Canada's Emily Overholt recovered superbly from the blow of being disqualified after initially finishing first last night at the Pan American Games by storming to a superb victory in the 400 metres freestyle here on an evening in which Bahamas claimed gold and two Caribbean nations secured maiden medals.
It is often said that it is not those who make no mistakes who succeed in life, but those who respond best after making them.
This rang true as the 17-year-old Overholt showed experience beyond her tender years in responding to her disqualification last night after failing to touch simultaneously during the breaststroke-leg of the 400m individual medley.
Swimming from lane eight after a lacklustre performance in qualifying this morning, Overholt took the lead from virtually the very first stroke before powering away to win in a Games record time of 4min 08.42sec.
She narrowly held off Venezuela's Andreina Pinto, who earned silver in 4:08.67, while American Gillian Ryan placed third in 4:09.46.
"I wanted to be in the lead from the beginning so I could see everybody from the outside and I really had nothing to lose, so I went for it and I tried to hold it for as long as possible," said Overholt.
"It was unbelievable!
"Last night was heartbreaking, I wanted to win so badly today to make up for it, I'm so happy right now."
It was a night of more success for the sport's dominant nations here, with Overholt's victory swiftly followed by one for compatriot Ryan Cochrane in the equivalent men's race.
Brazilian duo Etinene Medeiros and Felipe Franca Da Silva each broke Games records in winning their respective 100m backstroke and 100m breaststroke events in times of 59.61sec and 59.21.
There were also three United States victories, for Nicholas Thoman over 100m backstroke in 53.20, Katie Meili in the 100m breaststroke in 1:06.26 and Josh Schneider in the concluding 50m freestyle in 21.86, but it was the win for Arianna Vanderpool-Wallace in the women's 50m freestyle which broke the script.
She led throughout to win 24.38 on a night which also included Jamaican silver for Aria Atkinson behind Meili and Trinidad and Tobago bronze for George Bovill behind Schneider, the first medal of these Games in any sport for both nations.
At the other end of the medals table hosts Canada remained dominant, passing the 100 medals mark today.
With 45 gold medals, they still sit five clear of closest rivals US.
Other victories for Canada today came at the Mattamy National Cycling Centre for the women's team pursuit quartet and for Monique Sullivan in the keirin.

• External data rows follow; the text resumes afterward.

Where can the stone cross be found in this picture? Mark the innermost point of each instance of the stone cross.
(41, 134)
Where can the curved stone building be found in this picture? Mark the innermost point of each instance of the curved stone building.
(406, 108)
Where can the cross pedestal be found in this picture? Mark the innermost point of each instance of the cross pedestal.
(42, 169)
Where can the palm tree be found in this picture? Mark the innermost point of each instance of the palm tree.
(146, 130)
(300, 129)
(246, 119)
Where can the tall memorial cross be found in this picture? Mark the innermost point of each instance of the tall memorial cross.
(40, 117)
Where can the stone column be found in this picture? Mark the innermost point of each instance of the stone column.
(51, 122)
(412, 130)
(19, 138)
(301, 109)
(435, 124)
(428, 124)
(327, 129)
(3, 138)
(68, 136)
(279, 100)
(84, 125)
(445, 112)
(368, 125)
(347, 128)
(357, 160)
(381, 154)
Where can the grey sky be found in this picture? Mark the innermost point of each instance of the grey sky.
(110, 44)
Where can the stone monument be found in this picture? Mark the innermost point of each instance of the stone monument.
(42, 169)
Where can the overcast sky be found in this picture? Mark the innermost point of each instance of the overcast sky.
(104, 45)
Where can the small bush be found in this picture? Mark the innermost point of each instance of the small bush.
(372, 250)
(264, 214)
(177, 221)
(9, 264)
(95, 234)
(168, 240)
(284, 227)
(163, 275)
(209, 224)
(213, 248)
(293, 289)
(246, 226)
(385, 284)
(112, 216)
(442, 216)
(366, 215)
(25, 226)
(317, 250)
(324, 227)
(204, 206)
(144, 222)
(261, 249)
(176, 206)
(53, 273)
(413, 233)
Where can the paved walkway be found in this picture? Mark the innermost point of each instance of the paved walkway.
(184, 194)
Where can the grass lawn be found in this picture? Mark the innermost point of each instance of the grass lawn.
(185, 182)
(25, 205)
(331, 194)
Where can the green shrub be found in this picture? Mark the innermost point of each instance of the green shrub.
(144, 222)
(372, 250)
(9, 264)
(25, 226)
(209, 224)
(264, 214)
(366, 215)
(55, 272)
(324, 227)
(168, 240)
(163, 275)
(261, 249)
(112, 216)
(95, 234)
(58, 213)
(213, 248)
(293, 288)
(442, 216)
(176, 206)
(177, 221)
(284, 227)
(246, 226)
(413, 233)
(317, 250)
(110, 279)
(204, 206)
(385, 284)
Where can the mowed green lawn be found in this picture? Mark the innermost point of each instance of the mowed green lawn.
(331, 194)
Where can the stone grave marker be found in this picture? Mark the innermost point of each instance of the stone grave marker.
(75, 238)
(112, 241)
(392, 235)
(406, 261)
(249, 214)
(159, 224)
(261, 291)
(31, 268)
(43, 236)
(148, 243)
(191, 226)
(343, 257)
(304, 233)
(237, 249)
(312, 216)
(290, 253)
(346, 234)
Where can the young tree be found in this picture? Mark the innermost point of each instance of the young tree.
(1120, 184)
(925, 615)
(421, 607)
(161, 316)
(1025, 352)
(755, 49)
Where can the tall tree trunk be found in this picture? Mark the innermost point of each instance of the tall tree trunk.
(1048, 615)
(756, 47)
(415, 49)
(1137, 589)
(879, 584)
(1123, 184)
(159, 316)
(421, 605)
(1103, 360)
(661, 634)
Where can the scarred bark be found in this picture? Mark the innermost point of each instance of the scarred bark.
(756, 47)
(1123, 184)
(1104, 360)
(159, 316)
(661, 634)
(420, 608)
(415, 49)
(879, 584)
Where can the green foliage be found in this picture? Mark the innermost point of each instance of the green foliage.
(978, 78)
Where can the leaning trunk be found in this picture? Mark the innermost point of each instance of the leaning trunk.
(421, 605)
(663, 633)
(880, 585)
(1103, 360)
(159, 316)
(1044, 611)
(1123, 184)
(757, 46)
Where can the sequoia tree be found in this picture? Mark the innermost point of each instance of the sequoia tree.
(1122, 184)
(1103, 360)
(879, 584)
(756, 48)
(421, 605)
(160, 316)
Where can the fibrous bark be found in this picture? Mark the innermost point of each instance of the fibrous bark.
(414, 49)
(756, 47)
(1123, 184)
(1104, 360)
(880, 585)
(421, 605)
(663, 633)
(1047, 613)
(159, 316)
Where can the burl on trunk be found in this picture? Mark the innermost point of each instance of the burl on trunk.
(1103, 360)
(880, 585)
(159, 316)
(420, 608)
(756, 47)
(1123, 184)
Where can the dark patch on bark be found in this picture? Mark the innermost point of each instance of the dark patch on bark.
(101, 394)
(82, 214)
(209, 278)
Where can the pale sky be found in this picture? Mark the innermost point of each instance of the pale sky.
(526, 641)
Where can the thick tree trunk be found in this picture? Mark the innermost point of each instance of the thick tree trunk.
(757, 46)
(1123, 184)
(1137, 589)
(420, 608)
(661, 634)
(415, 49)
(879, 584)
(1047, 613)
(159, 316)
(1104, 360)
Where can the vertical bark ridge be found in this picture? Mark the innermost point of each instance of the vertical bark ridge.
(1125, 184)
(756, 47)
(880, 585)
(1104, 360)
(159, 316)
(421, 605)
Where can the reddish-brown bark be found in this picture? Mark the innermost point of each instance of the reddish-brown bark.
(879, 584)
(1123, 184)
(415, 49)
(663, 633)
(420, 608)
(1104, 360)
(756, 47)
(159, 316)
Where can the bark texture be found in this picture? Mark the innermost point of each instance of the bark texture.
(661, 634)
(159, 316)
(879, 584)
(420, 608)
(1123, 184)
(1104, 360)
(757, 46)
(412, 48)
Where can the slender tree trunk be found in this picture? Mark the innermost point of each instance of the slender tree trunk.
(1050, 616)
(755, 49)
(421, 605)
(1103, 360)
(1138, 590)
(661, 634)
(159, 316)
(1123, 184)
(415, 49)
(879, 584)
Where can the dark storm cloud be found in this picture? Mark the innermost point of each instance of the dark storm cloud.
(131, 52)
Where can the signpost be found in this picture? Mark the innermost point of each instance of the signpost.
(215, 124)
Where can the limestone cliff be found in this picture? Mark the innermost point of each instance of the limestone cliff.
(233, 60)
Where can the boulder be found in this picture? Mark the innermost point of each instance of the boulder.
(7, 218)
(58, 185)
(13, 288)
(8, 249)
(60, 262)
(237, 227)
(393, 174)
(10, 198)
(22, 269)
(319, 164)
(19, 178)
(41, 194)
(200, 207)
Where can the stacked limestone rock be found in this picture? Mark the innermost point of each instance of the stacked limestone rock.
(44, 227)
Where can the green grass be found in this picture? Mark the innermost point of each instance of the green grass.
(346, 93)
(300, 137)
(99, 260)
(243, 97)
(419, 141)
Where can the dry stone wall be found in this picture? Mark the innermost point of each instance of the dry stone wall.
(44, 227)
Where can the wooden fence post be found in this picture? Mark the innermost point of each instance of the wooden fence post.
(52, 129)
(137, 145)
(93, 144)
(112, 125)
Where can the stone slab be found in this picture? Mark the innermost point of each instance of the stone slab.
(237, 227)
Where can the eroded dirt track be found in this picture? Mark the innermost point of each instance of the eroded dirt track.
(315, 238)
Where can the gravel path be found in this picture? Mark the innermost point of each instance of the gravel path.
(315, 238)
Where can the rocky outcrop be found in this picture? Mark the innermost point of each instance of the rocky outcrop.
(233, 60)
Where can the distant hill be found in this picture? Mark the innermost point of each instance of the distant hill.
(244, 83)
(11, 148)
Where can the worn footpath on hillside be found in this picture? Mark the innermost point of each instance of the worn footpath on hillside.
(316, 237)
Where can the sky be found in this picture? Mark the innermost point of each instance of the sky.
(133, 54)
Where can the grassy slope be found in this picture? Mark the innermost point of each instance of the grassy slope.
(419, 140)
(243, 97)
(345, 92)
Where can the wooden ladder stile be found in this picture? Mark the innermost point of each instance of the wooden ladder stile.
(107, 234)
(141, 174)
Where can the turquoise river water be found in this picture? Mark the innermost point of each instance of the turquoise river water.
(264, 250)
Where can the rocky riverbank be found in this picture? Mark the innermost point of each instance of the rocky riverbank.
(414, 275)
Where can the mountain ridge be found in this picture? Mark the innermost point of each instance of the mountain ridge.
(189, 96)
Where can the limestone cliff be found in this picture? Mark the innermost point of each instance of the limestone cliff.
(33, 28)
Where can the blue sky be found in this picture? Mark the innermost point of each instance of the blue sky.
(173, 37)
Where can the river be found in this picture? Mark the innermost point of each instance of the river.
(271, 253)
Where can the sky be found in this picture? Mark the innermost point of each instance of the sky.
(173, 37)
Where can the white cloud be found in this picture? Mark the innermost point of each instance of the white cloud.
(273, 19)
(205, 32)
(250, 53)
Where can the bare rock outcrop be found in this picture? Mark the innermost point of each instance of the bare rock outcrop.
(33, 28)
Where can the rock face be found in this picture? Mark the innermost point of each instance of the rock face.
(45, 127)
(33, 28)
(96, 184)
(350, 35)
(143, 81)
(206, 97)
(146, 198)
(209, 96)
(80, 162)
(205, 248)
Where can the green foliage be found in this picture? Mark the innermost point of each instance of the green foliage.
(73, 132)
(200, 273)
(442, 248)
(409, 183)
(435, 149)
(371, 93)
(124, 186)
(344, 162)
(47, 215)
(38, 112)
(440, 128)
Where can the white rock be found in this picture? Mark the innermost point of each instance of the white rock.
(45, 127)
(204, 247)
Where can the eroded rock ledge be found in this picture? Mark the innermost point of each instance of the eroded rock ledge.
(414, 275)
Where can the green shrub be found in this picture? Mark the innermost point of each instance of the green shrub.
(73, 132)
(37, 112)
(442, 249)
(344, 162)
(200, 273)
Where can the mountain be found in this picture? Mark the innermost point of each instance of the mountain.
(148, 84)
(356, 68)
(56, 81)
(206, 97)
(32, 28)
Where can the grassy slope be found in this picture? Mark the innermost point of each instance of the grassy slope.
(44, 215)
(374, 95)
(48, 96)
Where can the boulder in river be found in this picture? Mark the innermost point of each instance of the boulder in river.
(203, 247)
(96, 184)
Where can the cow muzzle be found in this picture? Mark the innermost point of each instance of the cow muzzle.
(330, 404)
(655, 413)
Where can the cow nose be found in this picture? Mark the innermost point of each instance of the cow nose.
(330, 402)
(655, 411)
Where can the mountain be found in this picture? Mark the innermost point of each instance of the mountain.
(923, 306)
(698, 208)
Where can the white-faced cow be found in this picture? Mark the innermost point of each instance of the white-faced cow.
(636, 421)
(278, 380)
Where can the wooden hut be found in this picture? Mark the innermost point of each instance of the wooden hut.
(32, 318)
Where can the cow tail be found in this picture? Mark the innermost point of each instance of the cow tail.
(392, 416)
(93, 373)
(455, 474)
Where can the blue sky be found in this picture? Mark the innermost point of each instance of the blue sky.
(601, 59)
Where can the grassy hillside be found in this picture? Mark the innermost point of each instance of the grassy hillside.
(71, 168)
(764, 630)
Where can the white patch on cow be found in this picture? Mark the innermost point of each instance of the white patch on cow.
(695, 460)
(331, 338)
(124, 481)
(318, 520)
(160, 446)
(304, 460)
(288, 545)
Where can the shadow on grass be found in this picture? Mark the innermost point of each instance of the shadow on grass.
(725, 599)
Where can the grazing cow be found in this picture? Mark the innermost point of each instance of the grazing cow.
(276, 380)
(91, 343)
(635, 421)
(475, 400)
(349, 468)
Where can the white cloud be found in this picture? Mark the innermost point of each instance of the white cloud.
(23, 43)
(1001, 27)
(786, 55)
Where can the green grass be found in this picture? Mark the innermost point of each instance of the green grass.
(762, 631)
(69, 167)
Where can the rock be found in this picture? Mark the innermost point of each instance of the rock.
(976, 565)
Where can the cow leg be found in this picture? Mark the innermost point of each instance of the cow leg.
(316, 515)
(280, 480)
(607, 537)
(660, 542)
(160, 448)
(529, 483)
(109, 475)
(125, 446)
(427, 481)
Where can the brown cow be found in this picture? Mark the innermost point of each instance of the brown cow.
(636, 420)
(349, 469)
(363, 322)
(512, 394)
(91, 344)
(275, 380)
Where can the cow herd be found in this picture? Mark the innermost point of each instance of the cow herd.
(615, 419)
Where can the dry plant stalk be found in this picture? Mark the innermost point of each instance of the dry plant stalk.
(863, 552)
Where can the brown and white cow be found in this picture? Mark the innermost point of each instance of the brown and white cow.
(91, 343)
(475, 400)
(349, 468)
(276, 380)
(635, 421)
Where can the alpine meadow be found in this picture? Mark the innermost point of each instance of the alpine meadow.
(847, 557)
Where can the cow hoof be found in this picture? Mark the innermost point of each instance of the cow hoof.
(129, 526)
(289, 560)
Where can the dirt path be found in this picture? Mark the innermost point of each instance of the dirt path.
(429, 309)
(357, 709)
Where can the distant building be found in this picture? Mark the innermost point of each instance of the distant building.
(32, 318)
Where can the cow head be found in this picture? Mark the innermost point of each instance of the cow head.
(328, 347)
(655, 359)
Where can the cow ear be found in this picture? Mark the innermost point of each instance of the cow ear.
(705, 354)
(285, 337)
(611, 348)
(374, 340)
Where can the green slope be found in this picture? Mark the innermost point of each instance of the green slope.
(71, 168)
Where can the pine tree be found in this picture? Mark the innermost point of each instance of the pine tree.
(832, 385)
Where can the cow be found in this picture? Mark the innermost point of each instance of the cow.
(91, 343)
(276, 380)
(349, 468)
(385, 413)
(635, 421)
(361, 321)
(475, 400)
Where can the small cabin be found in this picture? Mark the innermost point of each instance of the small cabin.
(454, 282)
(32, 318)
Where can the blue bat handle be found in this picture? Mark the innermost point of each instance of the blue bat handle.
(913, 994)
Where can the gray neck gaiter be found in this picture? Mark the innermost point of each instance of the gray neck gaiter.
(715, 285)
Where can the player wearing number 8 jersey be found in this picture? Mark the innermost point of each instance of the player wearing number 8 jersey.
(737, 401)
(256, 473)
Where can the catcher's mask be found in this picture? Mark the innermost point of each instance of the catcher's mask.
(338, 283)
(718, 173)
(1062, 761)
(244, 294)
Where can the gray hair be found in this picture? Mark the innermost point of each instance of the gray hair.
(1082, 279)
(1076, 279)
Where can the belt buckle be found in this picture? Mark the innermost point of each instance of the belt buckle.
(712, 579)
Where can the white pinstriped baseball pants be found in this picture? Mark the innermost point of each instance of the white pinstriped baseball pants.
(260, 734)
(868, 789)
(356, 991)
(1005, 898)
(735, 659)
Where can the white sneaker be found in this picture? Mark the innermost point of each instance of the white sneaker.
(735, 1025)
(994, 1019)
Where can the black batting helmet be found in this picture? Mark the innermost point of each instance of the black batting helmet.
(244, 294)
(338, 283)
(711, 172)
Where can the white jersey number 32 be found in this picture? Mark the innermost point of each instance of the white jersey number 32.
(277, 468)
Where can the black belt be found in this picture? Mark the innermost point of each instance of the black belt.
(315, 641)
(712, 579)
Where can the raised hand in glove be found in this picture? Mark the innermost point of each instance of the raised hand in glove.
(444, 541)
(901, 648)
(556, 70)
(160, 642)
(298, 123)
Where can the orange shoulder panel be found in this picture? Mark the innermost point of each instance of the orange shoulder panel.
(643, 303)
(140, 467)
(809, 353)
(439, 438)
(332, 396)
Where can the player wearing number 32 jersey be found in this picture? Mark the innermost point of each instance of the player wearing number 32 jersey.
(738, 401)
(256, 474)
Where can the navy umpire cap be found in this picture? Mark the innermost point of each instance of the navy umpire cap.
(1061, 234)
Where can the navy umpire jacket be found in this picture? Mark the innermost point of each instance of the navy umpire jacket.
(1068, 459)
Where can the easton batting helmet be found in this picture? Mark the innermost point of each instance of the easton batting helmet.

Other victories were in the men's squash team event and for female wrestling pair Braxton Stone and Dori Yeats in their respective under 63 and under 69 kilogram freestyle events.
Colombia became the first nation other than the hosts to win in track cycling, however, as world champion Fernando Gaviria Rendon won the omnium to follow a keirin bronze claimed by sister Juliana.
History was made in the men's team archery final as, after nine successive victories since the event was introduced at San Juan 1979, the US were finally beaten.
Mexico recovered from losing the opening set to claim a superb 6-2 triumph.
Colombia had earlier surprised the Mexicans to win the corresponding women's final.